The strikers’ basic demands revolve around two things:
- working from home (I will not further discuss this here);
- ensuring the restrospective wage increase (which covers 2021 and 2022, I believe) compensates for high inflation of 2021 and 2022, i.e. the employees do not want their real incomes to decrease.
The overwhelming impression that came across the morning shows was that the federal government should limit wage increases to well below inflation: otherwise, employees in other industries may also have the temerity to ask for wage increases that compensate them for inflation.
This impression was not articulated by the radio-hosts, but by interviewees, by some commentators, and by the summaries of ministerial pronouncements.
False assumption : inflation is not being driven by wages
Underlying these interviews and commentaries is the assumption that current inflation is driven by wage increases.
This assumption is false. There is no evidence that wages are driving inflation: quite the contrary – costs have risen, and employees are struggling to maintain their living standards.
The question of whether federal employees are paid fairly is red herring that is often raised: the issue at stake is not absolute pay levels – it is whether inflation should be the pretext to reduce real incomes. This question is relevant to anyone who relies on a salary for a living.
Corporate profits are (partly) driving current inflation
Although inflation is a complex phenomenon, it is currently more plausible to argue that corporate profits and income increases for the super-rich are factors behind inflation.
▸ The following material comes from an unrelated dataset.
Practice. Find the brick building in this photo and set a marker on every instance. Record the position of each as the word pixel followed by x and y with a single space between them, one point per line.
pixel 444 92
Of course, corporate profits and increases in very high incomes are not inflation’s only drivers: supply bottlenecks, natural disasters, the war in Ukraine and labour shortages are also drivers of inflation, if only because they restrict supply, thereby pushing up prices.
Still, what strikes me is how much negative commentary there is about wage demands, about employees trying to maintain their standard of living.
Corporate profits, though remarked upon, do not attract much ire on morning talk shows! Wage increases are seen as a drag on the economy, says the Bank of Canada, whereas profit increases are often seen as a good sign.
This smacks of double standards, especially when the government is called upon to limit wage increases but stands aside when profits skyrocket.
Long-term shift of GDP away from employees towards profits
This double standard has been long in the making.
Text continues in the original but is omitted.